Chronicles from the Care Center: Donald Rees reflects on life of barbering

Donald Rees, a retired barber and Navy veteran, sits for a photo at the Villas fo Jackson on Thursday, March 24, 2022. Each day, he walks two miles.
Photo by Aaron Eisenhauer

Donald Rees, 90 years old, has been a fixture in Jackson for many years as the owner and operator of Rees Family Barber Shop. He currently resides in The Villas at Jackson and can be found each morning walking two miles around the area, counting each lap he makes around the buildings by moving a penny from one pocket of his pants to the other.

Of his routine, he says, “When you make a round, a lot of times, if you walk more than six or seven, you forget what round you’re on. So every time I get to the end of where I started, I drop a coin in my pocket.”

His oldest son, Doug Rees, says since Donald's move to The Villas at Jackson, “His health has been so much better.”

After growing up in Camel, Mo., as the son of sharecroppers, Donald decided to join the Navy in 1951.

“One day, I decided there was bound to be an easier way than picking cotton, so I told Mom, ‘I’m going to go to Poplar Bluff to join the Navy,’” he says.

Donald Rees joined the Navy in 1951. There, he learned the trade of barbering while assigned to an aviation supply ship's barbershop.
Submitted Photo

He was assigned to an aviation supply ship’s barbershop, where he says he got plenty of practice barbering.
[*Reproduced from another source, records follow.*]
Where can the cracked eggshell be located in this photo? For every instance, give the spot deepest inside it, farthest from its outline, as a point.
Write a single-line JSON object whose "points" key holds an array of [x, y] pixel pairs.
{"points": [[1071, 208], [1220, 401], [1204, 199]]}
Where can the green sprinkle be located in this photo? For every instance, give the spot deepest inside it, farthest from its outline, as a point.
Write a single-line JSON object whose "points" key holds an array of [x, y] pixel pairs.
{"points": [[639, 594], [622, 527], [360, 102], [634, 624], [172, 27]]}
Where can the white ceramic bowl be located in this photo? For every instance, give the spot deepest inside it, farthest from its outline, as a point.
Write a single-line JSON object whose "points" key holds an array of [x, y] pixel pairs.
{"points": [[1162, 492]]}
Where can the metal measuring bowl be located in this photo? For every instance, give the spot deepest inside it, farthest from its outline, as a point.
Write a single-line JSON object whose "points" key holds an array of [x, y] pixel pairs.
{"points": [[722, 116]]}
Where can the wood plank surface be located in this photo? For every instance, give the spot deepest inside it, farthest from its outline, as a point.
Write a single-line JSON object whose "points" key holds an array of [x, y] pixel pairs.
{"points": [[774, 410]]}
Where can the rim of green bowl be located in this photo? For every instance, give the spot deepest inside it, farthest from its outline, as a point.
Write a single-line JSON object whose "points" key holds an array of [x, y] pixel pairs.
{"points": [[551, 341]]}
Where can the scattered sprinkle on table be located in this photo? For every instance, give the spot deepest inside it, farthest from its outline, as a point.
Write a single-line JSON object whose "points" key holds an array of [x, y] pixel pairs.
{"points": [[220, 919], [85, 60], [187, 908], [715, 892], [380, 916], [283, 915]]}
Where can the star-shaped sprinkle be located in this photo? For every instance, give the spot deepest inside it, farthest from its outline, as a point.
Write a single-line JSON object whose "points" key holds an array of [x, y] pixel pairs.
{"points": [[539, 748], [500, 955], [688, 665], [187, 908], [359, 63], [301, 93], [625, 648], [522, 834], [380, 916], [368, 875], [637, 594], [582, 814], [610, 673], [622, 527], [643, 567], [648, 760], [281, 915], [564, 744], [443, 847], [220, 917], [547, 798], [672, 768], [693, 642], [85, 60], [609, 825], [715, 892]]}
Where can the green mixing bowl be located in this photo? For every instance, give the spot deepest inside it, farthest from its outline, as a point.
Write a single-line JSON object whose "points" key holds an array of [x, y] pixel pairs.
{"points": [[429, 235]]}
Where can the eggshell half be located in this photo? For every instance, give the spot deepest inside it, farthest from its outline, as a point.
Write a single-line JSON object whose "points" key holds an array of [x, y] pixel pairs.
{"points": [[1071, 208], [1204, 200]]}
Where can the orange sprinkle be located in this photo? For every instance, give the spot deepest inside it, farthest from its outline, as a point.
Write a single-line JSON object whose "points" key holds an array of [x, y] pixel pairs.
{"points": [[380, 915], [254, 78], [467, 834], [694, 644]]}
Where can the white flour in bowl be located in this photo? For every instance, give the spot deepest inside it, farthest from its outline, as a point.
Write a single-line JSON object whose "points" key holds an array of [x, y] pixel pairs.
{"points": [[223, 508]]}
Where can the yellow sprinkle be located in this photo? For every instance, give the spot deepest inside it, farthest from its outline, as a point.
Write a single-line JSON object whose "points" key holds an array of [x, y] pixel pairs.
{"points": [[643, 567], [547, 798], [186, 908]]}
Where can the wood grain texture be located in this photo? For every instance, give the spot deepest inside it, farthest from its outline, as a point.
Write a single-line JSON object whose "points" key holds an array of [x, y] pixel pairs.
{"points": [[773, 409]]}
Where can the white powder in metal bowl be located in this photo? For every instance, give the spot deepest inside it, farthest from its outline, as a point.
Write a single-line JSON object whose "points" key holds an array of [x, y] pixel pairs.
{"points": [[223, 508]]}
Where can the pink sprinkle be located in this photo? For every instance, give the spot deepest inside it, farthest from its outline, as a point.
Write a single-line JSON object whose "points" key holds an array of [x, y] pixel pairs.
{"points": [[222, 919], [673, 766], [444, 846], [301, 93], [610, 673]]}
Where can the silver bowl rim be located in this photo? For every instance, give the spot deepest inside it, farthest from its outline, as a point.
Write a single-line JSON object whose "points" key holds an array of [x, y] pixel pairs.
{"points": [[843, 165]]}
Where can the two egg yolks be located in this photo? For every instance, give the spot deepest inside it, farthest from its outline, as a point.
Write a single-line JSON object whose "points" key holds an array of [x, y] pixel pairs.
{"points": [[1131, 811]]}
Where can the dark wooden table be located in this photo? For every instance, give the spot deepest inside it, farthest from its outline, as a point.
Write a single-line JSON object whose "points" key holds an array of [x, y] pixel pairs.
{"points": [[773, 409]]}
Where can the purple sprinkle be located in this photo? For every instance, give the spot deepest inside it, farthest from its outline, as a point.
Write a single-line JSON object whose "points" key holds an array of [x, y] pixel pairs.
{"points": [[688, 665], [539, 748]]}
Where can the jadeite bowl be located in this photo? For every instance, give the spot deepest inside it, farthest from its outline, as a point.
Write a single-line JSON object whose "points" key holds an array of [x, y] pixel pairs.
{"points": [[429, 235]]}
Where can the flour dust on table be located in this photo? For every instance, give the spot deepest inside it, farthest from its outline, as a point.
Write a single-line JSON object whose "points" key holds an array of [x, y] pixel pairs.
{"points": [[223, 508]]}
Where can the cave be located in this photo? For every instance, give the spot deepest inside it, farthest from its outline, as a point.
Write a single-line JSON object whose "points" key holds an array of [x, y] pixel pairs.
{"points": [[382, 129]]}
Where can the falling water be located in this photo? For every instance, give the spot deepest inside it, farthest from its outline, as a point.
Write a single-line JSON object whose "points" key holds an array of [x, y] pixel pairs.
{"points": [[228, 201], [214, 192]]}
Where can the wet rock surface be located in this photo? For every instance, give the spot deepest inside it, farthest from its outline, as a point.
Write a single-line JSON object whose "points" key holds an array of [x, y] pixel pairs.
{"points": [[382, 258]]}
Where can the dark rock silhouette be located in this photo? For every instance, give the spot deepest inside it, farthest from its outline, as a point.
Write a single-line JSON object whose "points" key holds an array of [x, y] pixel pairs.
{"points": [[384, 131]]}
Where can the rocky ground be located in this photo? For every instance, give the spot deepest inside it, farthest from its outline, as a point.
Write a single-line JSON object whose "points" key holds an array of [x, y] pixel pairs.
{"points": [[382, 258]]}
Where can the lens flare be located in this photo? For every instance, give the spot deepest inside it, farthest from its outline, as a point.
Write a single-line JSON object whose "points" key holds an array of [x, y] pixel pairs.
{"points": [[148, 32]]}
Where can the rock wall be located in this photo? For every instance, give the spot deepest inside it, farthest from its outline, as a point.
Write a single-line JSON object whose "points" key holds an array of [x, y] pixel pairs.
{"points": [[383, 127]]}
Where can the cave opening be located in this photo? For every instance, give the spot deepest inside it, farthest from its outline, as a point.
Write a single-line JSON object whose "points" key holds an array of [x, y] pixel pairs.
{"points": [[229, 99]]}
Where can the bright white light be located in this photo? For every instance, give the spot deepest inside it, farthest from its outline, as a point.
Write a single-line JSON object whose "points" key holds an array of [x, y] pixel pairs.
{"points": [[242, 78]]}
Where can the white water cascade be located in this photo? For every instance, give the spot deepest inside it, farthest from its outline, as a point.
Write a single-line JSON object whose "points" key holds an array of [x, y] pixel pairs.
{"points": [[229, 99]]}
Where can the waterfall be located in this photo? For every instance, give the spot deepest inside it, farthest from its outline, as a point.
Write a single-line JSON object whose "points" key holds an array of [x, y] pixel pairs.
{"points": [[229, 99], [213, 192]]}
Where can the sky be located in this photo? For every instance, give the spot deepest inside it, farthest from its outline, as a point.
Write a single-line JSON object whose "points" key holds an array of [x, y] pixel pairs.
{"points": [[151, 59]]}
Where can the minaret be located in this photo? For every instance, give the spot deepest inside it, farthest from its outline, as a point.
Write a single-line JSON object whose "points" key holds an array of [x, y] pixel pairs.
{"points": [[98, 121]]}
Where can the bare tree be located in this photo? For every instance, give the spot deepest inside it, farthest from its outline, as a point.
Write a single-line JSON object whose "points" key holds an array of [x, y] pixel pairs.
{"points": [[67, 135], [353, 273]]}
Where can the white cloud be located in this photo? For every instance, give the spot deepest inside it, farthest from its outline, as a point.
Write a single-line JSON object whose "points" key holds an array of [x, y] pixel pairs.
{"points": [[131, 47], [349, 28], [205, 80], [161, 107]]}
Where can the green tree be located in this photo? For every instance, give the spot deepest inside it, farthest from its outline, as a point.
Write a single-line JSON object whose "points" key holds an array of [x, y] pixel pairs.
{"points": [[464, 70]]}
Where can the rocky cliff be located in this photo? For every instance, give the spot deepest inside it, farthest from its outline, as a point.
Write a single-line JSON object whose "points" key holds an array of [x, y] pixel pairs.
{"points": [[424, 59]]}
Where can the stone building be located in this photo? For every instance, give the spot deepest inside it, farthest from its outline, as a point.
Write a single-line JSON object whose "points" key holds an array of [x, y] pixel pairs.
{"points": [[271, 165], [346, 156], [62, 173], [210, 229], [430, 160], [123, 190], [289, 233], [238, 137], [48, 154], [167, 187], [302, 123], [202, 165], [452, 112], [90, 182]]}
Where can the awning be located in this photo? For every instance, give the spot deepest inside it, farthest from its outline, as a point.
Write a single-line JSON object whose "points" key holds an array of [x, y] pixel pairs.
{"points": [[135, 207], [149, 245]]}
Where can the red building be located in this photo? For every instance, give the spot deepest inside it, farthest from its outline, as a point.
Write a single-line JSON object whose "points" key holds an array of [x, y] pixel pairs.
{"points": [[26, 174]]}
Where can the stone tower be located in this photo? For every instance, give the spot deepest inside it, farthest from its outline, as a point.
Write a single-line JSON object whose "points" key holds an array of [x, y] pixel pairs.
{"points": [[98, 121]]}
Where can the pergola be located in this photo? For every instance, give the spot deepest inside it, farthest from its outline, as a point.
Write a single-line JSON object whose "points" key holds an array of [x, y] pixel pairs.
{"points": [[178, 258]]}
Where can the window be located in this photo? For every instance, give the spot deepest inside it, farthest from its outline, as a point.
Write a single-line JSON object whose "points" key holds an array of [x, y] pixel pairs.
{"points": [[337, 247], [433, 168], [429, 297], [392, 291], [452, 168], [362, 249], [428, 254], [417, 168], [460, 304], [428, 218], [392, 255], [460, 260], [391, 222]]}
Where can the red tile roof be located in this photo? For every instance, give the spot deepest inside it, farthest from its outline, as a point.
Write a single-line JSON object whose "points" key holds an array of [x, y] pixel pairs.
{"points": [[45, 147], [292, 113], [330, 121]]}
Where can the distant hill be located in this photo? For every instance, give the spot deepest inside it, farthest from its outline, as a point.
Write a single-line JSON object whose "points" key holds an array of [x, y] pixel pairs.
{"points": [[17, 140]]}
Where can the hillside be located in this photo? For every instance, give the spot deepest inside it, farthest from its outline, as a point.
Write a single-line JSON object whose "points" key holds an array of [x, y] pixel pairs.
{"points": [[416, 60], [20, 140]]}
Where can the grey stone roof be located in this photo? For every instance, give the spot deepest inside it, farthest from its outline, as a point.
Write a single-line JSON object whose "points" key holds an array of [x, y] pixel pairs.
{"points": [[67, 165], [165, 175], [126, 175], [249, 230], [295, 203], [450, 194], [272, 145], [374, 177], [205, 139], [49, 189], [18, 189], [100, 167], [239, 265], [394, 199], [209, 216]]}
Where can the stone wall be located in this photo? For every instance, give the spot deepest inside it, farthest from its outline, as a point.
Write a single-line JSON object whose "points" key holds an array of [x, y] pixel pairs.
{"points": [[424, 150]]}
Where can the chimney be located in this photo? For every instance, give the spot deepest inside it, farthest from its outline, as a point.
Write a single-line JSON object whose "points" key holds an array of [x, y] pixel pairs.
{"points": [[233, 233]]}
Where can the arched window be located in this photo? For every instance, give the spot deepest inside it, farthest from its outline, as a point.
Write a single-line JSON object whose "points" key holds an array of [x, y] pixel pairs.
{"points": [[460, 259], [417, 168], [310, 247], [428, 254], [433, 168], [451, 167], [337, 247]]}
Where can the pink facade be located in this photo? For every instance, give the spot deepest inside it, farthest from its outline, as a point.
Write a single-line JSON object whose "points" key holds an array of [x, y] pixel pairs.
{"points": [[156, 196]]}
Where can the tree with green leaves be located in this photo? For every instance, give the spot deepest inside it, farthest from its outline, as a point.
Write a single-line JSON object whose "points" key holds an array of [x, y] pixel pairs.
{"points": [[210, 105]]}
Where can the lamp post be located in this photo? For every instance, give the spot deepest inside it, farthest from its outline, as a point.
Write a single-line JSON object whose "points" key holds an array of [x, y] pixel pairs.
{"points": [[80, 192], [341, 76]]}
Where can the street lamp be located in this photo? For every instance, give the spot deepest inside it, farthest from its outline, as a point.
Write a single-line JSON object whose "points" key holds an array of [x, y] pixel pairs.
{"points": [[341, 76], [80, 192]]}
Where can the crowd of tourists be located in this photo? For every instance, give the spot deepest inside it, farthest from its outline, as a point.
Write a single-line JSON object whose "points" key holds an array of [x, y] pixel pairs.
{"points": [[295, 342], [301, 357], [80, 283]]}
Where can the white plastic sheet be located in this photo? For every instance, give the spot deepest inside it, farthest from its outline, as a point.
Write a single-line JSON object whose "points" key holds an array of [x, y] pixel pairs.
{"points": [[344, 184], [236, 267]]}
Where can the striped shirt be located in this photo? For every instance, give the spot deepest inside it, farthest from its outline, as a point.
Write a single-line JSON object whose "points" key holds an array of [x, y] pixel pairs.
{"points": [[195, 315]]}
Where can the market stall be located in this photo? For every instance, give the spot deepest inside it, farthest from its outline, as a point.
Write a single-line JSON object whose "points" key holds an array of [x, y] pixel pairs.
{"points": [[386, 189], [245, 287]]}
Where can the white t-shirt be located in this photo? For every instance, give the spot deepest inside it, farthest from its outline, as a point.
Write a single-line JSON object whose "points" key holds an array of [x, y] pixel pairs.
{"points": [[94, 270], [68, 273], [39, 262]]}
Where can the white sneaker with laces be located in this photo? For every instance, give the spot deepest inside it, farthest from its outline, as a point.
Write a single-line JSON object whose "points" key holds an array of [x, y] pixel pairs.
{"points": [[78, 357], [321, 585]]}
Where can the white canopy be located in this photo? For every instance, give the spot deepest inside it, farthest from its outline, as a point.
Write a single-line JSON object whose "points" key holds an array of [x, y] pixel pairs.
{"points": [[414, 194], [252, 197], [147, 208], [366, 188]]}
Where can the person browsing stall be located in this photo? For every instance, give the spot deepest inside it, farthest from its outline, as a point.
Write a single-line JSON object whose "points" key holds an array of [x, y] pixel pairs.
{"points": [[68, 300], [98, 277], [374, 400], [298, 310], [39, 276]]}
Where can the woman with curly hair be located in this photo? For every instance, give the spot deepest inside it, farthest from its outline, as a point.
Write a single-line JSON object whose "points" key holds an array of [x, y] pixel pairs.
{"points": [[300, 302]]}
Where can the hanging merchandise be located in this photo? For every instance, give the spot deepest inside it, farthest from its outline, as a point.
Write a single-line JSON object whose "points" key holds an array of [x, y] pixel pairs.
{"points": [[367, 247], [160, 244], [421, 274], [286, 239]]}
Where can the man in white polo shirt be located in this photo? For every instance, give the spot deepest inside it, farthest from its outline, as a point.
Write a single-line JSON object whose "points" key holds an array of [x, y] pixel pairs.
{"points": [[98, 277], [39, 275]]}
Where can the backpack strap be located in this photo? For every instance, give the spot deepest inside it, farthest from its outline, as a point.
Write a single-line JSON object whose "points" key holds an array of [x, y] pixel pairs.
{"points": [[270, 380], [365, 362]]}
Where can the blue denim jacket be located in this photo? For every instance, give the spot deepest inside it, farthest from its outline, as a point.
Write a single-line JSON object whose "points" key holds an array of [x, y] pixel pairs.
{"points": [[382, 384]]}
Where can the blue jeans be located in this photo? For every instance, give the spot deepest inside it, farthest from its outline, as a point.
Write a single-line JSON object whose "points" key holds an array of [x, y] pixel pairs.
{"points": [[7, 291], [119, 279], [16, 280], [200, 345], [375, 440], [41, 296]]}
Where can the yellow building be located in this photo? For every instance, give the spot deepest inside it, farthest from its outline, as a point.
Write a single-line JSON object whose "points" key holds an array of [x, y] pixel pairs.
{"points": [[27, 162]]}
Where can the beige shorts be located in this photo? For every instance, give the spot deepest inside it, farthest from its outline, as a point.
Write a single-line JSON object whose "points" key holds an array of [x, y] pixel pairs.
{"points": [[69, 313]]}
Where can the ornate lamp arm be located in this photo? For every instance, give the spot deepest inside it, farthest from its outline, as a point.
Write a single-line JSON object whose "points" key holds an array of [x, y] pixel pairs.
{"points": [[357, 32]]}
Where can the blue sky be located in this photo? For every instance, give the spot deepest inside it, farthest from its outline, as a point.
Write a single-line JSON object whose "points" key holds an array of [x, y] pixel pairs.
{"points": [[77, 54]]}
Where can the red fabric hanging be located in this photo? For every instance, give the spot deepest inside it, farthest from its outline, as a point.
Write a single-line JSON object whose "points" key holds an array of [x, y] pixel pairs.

“I didn’t know nothing about cutting hair, but all the guys on that ship didn’t care because nobody would see them, so I got good experience easy. I learned from my own mistakes,” he says.

When Donald was discharged from the Navy four years later, he pursued his barbering license in St. Louis. After that, he moved to Jackson with his wife, Juanita, and was, at the time, one of the youngest barbers working with Jack Hoffmeister at Hoffmeister’s Barber Shop, which became the Rees Family Barber Shop and is now Jackson Family Barber Shop. He eventually became the sole owner of Hoffmeister’s Barber Shop and became a quick study in running it.

Donald recalls one specific customer who would come in. He says of the customer, “He would never speak to any of the barbers I had. I cut his hair, and I didn’t say one word to him.”

When the time came to pay, Donald says the customer handed him seven dollars for the haircut and a $10 tip and told him the extra was for not trying to talk to him while cutting his hair.

“I used that as an example. If anyone came in for a haircut, I let him lead the conversation,” Donald says.

Donald Rees rides one of his walking horses. He became interested in walking horses during his barbering career.
Submitted Photo

Donald calls himself a minuteman, able to make a split-second decision and have utter faith it’s the right call. His marriage to his wife Juanita is one example of this in his life.

“I met her on Saturday night, and the next Saturday, I married her,” he says. “It don’t take long to make up my mind, and it’s that way.”

So, of course, when he met Juanita, it only took a date to the drive-in movie theater and an introduction to his mother before they married in December 1955. Even before his career as a barber made him an avid observer of character, he considered himself a pretty good judge of it.

“She was just the kind of woman I was looking for,” he says. “I loved her so much. She was a nice lady, inside and out.”

They were together for nearly 65 years before Juanita passed away in December 2021.

Donald and Juanita had three children, Doug, Danny and Penny, and kept the barber shop in the family for decades. Daughter-in-law Carol Rees says though Donald may not refer to himself as a family man, he certainly is one, with eight grandchildren, 17 great-grandchildren and two great-great-grandchildren.

“He’s a man of many interests, and the kids gravitated to him because what Grandpa did was usually pretty much fun,” she says.

Those interests include a wide variety of hobbies. While he was a barber, he became interested in walking horses, and after his retirement in 1993, he spent his time training squirrel dogs and coon dogs. Despite not having any experience, he soon developed his own individual flair for training squirrel dogs.

“A lot of dogs just run around and bark when they’ve treed, but when I trained one, they’d all stand on the tree, and the squirrel would be there,” he says.

Donald Rees with one of the dogs he trained after his retirement in 1993. He says his coon dogs and squirrel dogs would stand at the tree where the squirrel would be, rather than running around barking.
Submitted Photo

Donald and Juanita were also known for dancing anywhere and everywhere: the kitchen, restaurants and small music venues with no dance floor.

“They’d clear the floor,” Carol says. “It’s one of those things you’d see in a movie. Everyone would just back off and watch them dance.”

Donald still dances in his room at The Villas at Jackson, and a love of music runs in the family.

“I was raised poor as a church mouse. I didn’t have nothing,” he says. “I wanted to raise a family and made sure that they had more than I did when I grew up. And I’ve achieved that.”